El recorrido por el Camino de Monte Frío es una verdadera delicia. Todo el trayecto transcurre a través de un exuberante bosque de pino canario, que forma un frondoso pinar. Este bosque se desarrolla aprovechando una colada de lava que se extiende debajo de él. En La Guancha, el pinar alcanza altitudes muy bajas, llegando hasta los 400 metros sobre el nivel del mar, aprovechando los suelos volcánicos poco desarrollados, especialmente en las proximidades del barranco de La Gotera. Recorrer este sendero, ya sea en solitario o en compañía, permite sumergirse en un mar de sensaciones mientras se escucha el canto de los pájaros canarios, los mirlos o los herrerillos comunes.

Historia, Etnografía y Flora

Esta senda es uno de los caminos antiguos que partían del pueblo de La Guancha hacia los barrios más elevados del vecino municipio de Icod de los Vinos. Eran las auténticas arterias por donde la población se desplazaba para comerciar con sus productos en los pueblos vecinos. Estos caminos eran frecuentados en días festivos para disfrutar de las celebraciones locales.

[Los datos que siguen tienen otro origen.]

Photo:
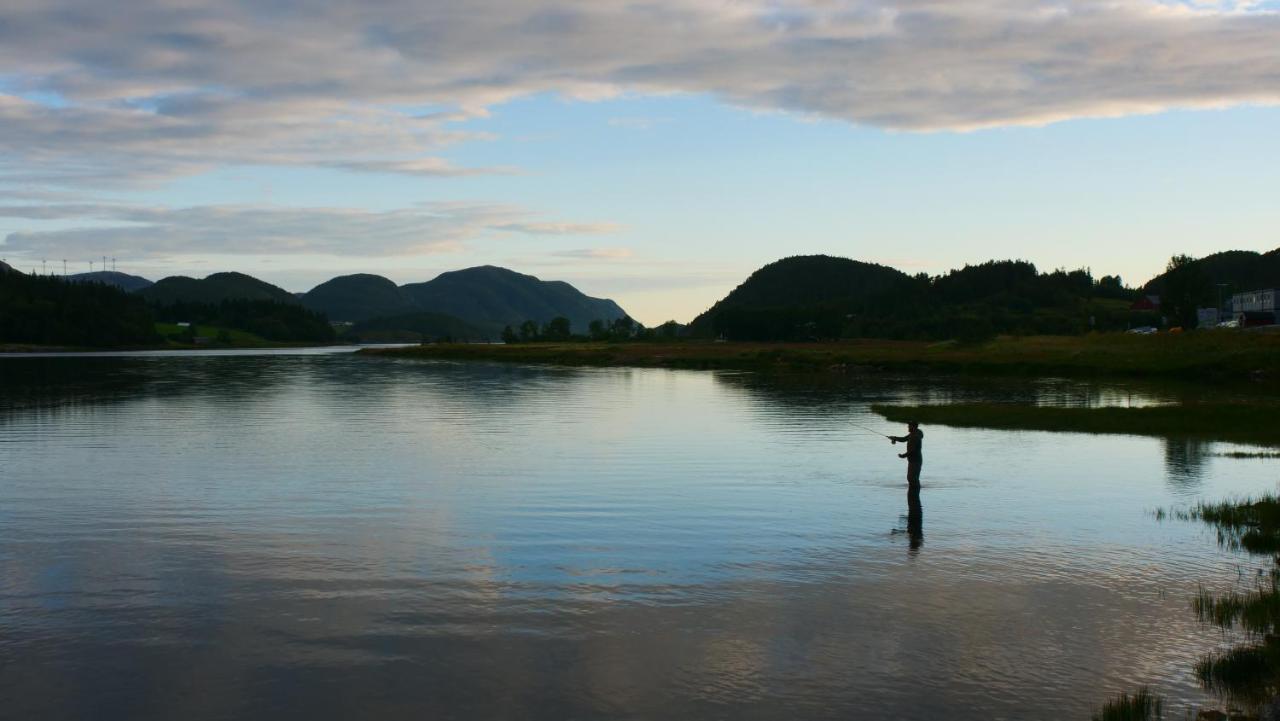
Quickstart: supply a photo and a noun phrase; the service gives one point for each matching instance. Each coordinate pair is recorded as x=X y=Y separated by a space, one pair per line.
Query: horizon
x=583 y=144
x=300 y=292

La historia de La Guancha no se entendería sin la presencia del pinar, del monte. Espacio natural que forma parte de una de las masas forestales más importantes y bellas de las Islas Canarias. Tal es así, que en el escudo heráldico del municipio adquiere una presencia importante, colocándose en el centro del mismo.

Se cree que en época de los aborígenes guanches el monte llegaba hasta las orillas del mar y que su aprovechamiento era algo testimonial: ajuar, leña, palos, bastones y colgantes, gánigos, tablones funerarios; pero fue con la llegada de los castellanos cuando el monte se convierte en un recurso a explotar. Las necesidades de madera para los astilleros y la colonización de nuevas tierras de cultivo hacen que se produzca una importante merma en su superficie, llegándose a promulgar ordenanzas que limitaron su explotación.

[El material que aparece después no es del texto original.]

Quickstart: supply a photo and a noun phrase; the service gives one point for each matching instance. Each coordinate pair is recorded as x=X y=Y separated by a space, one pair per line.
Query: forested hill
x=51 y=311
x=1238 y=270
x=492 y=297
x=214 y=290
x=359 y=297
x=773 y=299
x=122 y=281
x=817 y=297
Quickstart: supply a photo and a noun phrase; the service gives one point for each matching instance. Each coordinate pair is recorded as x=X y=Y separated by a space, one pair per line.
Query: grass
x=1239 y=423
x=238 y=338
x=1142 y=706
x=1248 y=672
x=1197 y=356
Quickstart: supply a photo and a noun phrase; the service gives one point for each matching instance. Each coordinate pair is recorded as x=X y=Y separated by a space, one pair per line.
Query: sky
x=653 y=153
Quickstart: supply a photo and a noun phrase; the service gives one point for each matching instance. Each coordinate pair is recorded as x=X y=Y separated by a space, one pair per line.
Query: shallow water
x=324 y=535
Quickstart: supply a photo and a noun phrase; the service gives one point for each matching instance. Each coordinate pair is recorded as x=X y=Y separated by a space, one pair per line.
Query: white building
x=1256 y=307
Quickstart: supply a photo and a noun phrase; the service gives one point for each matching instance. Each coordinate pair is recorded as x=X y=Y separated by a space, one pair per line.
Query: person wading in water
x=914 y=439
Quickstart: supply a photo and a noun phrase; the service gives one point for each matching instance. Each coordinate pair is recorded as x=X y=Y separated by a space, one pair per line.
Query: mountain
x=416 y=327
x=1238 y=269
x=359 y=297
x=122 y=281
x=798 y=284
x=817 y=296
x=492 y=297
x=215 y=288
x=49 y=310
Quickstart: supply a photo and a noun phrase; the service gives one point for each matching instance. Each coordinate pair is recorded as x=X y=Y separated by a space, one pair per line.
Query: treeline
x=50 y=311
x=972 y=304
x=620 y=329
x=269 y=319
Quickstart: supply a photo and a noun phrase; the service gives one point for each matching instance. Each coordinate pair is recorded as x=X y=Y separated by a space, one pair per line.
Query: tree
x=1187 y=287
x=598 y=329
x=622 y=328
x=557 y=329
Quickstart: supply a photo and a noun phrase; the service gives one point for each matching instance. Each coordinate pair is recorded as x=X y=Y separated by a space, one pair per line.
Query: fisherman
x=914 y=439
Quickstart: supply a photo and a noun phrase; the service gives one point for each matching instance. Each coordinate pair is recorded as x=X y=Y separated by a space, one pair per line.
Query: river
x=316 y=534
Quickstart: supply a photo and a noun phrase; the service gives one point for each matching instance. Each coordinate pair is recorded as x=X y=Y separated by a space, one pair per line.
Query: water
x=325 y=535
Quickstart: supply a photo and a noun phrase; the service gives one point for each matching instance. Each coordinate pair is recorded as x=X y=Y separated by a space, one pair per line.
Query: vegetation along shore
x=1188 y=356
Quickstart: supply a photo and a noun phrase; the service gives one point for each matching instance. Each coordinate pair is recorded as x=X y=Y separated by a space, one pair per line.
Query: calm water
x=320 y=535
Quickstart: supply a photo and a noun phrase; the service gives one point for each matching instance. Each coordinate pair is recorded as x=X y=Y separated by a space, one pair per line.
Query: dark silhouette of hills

Desde ese periodo de tiempo hasta hace no pocas décadas, las condiciones de vida del habitante guanchero hacen que del monte aproveche todo: la leña para cocinar y calentar el hogar, madera para la fabricación de aperos de labranza (arados, guatacas, cabos, etc.) o palos de madera para su empleo en el cultivo de la viña (horquetas de brezo, latas de acebiño, etc.). O en la elaboración de utensilios domésticos y enseres del hogar. En la elaboración de carbón. Y en la construcción de las viviendas tradicionales (suelos, techos, ventanas, puertas, etc.). Apreciada era la madera de tea, por su durabilidad y resistencia, que proviene del corazón del pino más longevo como madera noble que se empleaba en la carpintería de iglesias o casonas (columnas o vigas, suelos artesonados, balcones, peldaños, cajas, etc.).

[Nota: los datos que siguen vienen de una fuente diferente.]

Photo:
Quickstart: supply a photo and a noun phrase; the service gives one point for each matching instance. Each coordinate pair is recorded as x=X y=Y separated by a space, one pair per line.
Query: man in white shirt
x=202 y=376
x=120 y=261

Ya en la actualidad, el aprovechamiento del monte, más limitado por la legislación, se asocia a la agricultura y la ganadería, sobre todo, a la obtención de la pinocha (o pincho como se denomina por esta zona). La pinocha, que sirve de cama para el ganado y como consecuencia se obtiene un estiércol que se usa como apreciado abono; o bien, para su uso en el cultivo intensivo del plátano en la zona de la costa.